Even if the filing of the affidavit regarding Saurman had some effect on the interest in the property here, plaintiff promptly filed the quiet title action to challenge that affidavit. “[T]he purpose of an action to quiet title is to determine the existing title to property by removing any cloud therefrom.” Ingle v Musgrave, 159 Mich App 356, 365; 406 NW2d 492 (1987). When the trial court resolved cross-motions for summary disposition, plaintiff presented a prima facie case of title based on the MHTA foreclosure and its purchase at the sheriff’s sale for $6,761.45. The sole basis for MERS’s assertion of a continued mortgage interest in the property—that the MERS foreclosure sale was void ab initio under this Court’s decision in Saurman—was no longer sustainable because our Supreme Court had reversed that decision nearly a year before. A trial court, like this Court, is bound by the doctrine of stare decisis to follow the decisions of our Supreme Court. Tenneco Inc v Amerisure Mut Ins Co, 281 Mich App 429, 447; 761 NW2d 846 (2008).
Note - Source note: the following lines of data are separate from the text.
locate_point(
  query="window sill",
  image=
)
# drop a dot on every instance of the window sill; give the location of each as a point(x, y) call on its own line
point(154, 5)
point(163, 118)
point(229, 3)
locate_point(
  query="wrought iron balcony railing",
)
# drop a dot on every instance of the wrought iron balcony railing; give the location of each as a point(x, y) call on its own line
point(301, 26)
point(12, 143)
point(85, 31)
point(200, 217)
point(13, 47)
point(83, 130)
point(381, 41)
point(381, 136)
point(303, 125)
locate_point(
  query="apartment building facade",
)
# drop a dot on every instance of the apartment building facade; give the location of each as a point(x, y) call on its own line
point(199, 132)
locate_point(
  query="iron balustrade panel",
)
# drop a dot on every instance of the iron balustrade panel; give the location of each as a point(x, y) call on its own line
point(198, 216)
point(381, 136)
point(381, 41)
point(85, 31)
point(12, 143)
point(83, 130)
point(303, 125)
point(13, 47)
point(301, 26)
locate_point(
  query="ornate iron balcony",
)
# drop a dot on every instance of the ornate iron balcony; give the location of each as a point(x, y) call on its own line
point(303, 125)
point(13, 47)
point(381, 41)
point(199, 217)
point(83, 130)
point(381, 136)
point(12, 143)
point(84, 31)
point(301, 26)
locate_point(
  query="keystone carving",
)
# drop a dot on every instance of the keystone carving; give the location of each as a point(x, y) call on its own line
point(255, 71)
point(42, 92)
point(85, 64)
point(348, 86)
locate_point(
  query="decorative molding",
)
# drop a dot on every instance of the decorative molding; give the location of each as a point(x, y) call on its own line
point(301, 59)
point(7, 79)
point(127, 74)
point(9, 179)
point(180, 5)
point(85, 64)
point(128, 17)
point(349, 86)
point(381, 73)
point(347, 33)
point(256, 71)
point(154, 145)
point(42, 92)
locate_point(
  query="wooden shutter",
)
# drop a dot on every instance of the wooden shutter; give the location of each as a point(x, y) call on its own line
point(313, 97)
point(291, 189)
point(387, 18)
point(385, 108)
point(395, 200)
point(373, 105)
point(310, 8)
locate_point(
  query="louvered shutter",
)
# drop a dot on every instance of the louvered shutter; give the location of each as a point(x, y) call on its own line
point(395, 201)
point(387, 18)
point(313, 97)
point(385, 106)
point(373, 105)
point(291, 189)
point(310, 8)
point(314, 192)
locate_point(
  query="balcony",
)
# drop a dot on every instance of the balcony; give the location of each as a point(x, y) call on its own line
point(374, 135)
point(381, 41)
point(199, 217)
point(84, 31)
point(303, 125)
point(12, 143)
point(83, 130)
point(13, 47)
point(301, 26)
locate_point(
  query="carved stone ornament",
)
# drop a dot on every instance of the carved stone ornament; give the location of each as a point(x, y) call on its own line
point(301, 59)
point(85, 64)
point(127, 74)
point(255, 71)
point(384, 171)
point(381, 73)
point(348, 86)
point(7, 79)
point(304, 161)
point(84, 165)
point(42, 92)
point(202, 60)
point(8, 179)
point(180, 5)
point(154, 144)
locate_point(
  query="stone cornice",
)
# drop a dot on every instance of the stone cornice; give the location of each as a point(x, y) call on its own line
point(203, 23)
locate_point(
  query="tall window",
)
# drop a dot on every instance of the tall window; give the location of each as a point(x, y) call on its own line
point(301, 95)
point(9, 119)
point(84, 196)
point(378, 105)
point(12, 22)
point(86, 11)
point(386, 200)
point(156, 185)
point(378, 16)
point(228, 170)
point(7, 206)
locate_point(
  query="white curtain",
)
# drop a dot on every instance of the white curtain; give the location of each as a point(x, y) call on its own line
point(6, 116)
Our Supreme Court’s decision in Saurman compelled the trial court to conclude that there was no question of fact that the MERS mortgage was extinguished and plaintiff had the superior interest in the property. Thus, the trial court erred in ruling that the MERS affidavit was effective in reviving the MERS mortgage, and in ruling that plaintiff’s interest in the property was subordinate to the revived mortgage interest.